The constantly growing interest in biography and the conviction that the subject possesses vital educational value have led the Administration to establish an independent department for its study, in charge of the Rev. Ambrose W. Vernon, professor of Biography in Carleton College, Northfield, Minn.
The department is to begin instruction in the fall and it is proposed to offer two courses in the first semester for juniors and seniors. One of the courses is entitled "Representative Men of Antiquity before the Christian Era" and deals with the founders of civilization. The men to be considered will probably be Confucius, Buddha, David, Jeremiah, Aeschylus, Socrates, Plato, Alexander, and Caesar.
The other course is called "Representative Modern Europeans" and deals with such men as Frederick the Great, Voltaire, Rouseau, Goethe, Ibsen, Pasteur, Nietzsche, and Tolstoi. It is proposed in the second semester to follow the first course with one on "The Men of Antiquity since the Christian Era" and the second with a course on "Representative Modern Americans." The method of instruction is to be largely class discussion based on reading done simultaneously by the students. The discussion will be supplemented when necessary by lectures.
Such a department as this has only recently appeared in the academic world.
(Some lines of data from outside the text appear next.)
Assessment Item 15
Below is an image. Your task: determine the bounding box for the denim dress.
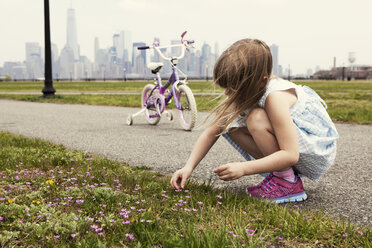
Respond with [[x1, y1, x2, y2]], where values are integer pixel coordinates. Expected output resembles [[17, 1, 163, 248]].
[[222, 78, 339, 181]]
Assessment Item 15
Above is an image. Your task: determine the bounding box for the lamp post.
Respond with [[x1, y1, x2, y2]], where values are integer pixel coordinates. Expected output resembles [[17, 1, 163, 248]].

Five years ago the first department of the kind was established in Carleton College by a former member of the Dartmouth faculty. The experiment has proven sufficiently attractive to call for its establishment here in Dartmouth. The interest awakened by the courses of Professors Lingley and Joyce and by the analogous courses of Professor Stewart has prepared the way for the establishment of an independent chair.
The two underlying purposes of the department are to give its students a familiar acquaintance with some of the noblest characters of the ages and to make clear to them the main factors of human greatness on the basis of actual historic evidence as distinguished from speculation and ethical theory.